Friends, I have consumed a life-changing amount of mind-altering substances and reduced my brain to wet goo, and in return, the tides of time have revealed to me the release date for Dune: Awakening, Funcom’s survival MMO set in Herbert’s sandy universe, which I enjoyed significantly at a demo last month. Today, the studio released a trailer announcing the actual launch date.
Dune: Awakening will launch on PC on May 20 this year for $50, with details about the console versions still pending. For some reason—likely due to my conditioned response to anything labeled ‘survival’—I keep mislabeling the game launch as an early access release, but that’s incorrect. May 20 marks the full game launch at version 1.0.
The trailer highlights much of the earlier gameplay I experienced in my demo. Players take on the role of a minion sent by the Bene Gesserit to ‘find the Fremen’ and ‘awaken the sleeper’ in an alternate history of Arrakis, where Paul Atreides has never been born and the houses of Harkonnen and Atreides engage in a War of Assassins. Following a ship crash, you are guided by a character in a stillsuit to construct your dwelling, fend off scavengers, and raid dungeons for resources.
If this game hasn’t caught your attention because you typically shy away from ‘survival’ and ‘MMO’ titles, I encourage you to reconsider.
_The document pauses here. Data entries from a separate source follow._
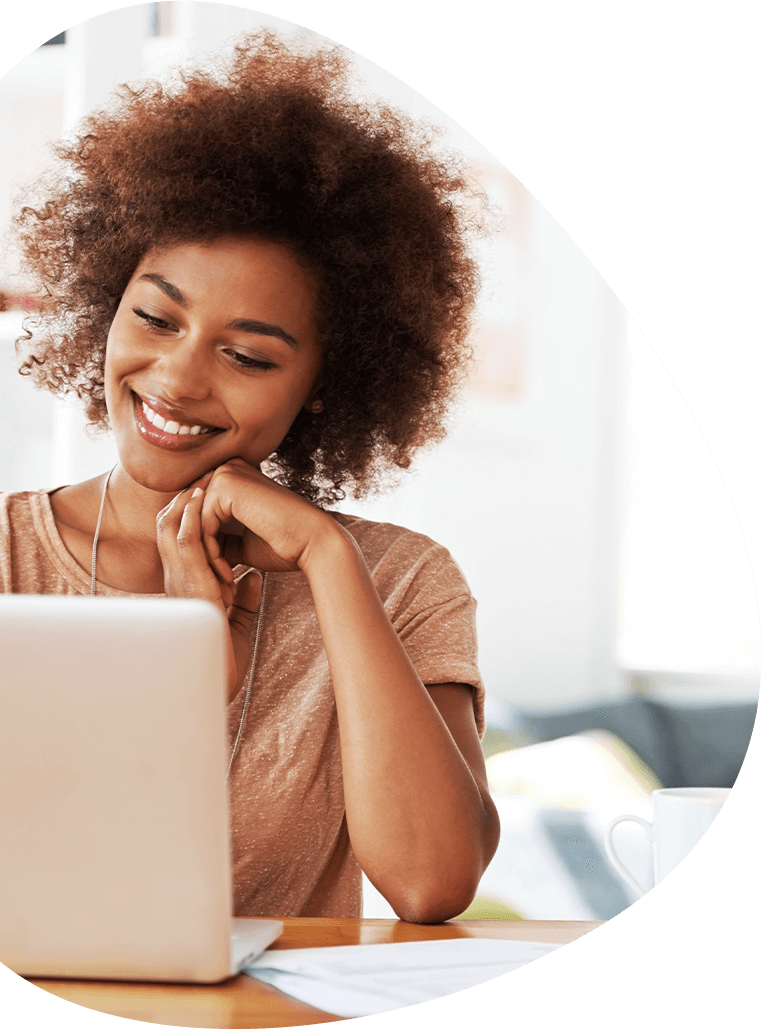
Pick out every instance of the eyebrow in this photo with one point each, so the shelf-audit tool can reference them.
(239, 324)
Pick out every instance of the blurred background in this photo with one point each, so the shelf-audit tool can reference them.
(618, 618)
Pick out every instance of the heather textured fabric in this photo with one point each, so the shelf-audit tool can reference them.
(291, 854)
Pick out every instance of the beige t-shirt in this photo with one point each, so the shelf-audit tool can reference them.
(291, 854)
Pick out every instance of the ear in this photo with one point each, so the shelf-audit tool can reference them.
(313, 404)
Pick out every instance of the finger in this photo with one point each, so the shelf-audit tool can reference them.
(191, 550)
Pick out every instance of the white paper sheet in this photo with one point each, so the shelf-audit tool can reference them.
(368, 980)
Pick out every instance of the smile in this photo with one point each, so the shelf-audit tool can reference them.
(172, 428)
(169, 435)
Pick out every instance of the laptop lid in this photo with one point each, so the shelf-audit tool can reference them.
(114, 850)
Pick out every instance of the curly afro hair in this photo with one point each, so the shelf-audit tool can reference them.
(274, 147)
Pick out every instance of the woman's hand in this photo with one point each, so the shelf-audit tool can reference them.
(248, 519)
(187, 574)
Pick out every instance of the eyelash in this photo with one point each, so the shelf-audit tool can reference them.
(243, 361)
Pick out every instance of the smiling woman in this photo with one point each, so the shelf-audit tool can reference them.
(264, 290)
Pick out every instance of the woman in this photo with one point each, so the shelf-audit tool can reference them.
(264, 290)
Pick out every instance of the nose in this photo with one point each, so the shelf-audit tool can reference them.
(184, 369)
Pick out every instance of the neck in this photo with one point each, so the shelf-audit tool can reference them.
(132, 509)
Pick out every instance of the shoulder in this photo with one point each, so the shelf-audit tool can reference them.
(403, 560)
(19, 506)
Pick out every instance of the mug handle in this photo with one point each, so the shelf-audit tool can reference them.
(613, 855)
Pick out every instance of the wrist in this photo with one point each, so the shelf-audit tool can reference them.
(327, 549)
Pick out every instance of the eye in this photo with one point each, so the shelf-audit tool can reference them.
(246, 362)
(150, 320)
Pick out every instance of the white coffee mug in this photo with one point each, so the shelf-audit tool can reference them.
(682, 816)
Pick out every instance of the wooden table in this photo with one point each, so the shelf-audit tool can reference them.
(244, 1002)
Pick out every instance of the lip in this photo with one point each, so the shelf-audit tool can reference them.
(173, 414)
(169, 441)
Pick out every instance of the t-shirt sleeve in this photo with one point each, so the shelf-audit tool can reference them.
(429, 605)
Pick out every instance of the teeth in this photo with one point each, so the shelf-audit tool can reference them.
(174, 428)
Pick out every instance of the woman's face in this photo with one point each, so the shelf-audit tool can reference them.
(220, 342)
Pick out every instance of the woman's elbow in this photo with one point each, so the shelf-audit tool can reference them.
(435, 903)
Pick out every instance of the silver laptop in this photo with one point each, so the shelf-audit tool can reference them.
(114, 845)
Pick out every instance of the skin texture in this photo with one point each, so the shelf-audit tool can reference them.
(419, 815)
(271, 143)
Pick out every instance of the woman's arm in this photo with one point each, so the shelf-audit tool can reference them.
(419, 815)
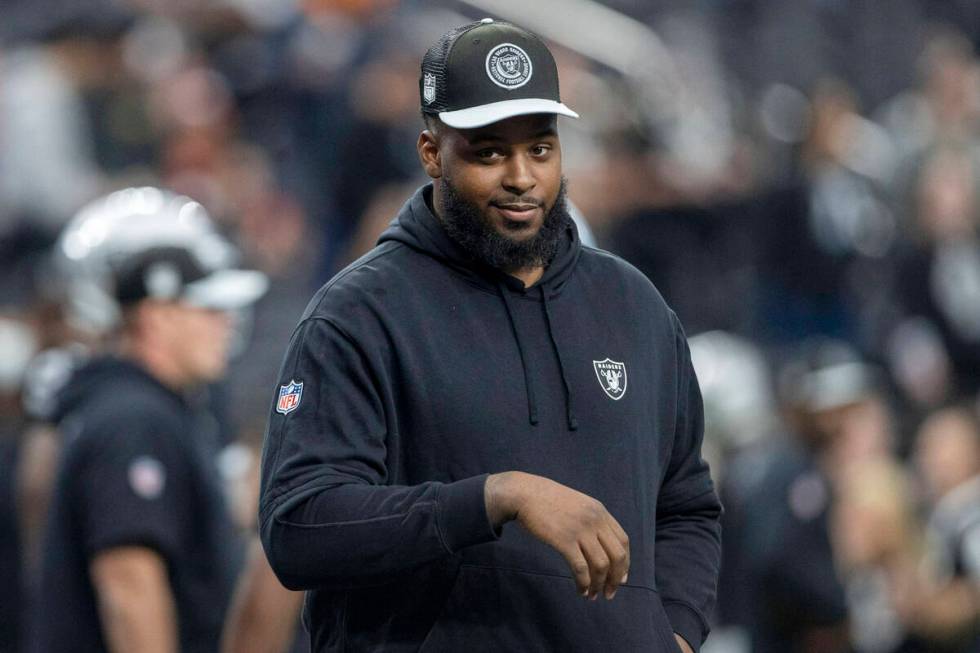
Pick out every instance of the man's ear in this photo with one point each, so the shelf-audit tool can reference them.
(428, 149)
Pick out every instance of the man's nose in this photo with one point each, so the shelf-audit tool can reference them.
(519, 177)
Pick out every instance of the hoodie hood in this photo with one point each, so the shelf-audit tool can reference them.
(418, 227)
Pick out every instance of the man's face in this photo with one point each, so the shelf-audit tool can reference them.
(198, 339)
(499, 188)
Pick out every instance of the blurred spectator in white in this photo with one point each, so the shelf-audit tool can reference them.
(946, 607)
(878, 545)
(934, 350)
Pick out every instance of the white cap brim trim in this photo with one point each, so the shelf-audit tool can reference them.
(226, 289)
(490, 113)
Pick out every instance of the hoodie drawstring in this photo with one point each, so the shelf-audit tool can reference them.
(569, 413)
(532, 406)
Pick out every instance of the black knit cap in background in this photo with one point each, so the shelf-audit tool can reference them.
(488, 71)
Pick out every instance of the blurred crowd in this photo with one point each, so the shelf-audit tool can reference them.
(800, 179)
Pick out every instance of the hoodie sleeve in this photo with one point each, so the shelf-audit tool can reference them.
(327, 513)
(688, 544)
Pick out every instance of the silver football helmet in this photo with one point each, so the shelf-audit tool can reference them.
(146, 242)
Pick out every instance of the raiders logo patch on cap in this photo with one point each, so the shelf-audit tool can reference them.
(508, 66)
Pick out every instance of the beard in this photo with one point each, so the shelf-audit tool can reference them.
(467, 225)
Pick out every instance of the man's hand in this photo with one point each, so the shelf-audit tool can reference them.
(685, 647)
(136, 603)
(574, 524)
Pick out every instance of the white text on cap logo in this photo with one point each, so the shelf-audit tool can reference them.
(508, 66)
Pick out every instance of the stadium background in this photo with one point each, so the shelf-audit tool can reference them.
(798, 177)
My experiences with Dune: Awakening were genuinely enjoyable and thrilling, largely because I found I could skip many tedious tasks common in such titles (like tree-punching and exhaustive resource gathering) to dive straight into exploration and its unique, Dune-inspired combat.
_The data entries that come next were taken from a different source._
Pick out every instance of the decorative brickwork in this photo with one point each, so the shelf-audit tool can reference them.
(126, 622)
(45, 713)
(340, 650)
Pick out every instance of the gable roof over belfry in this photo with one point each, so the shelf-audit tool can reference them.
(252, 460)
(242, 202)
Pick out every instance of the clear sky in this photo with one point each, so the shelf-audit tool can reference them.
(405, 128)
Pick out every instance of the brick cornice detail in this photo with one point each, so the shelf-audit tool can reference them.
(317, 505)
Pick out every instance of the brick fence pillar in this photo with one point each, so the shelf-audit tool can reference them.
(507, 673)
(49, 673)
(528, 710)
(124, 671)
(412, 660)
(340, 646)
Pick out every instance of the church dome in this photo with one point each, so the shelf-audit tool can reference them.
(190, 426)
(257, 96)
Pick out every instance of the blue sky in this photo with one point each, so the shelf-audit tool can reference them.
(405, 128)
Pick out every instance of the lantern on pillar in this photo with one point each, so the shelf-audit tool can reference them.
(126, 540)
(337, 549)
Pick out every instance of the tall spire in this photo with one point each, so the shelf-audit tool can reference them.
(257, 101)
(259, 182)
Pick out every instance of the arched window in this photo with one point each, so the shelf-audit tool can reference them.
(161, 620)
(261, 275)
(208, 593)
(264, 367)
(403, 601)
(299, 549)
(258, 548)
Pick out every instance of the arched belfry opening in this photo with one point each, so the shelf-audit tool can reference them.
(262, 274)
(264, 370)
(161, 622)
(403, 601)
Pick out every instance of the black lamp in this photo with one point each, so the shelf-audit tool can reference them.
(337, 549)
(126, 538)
The later stages of the game seem intriguing as well, as after mastering basic survival skills, gameplay transitions to political strategy, allowing players and their chosen factions to navigate the Landsraad (Dune’s governing body) to establish beneficial laws and undermine their rivals. Should the studio execute this concept effectively, I foresee a wave of political intrigue reminiscent of EVE Online, as players concoct grand schemes to outmaneuver each other.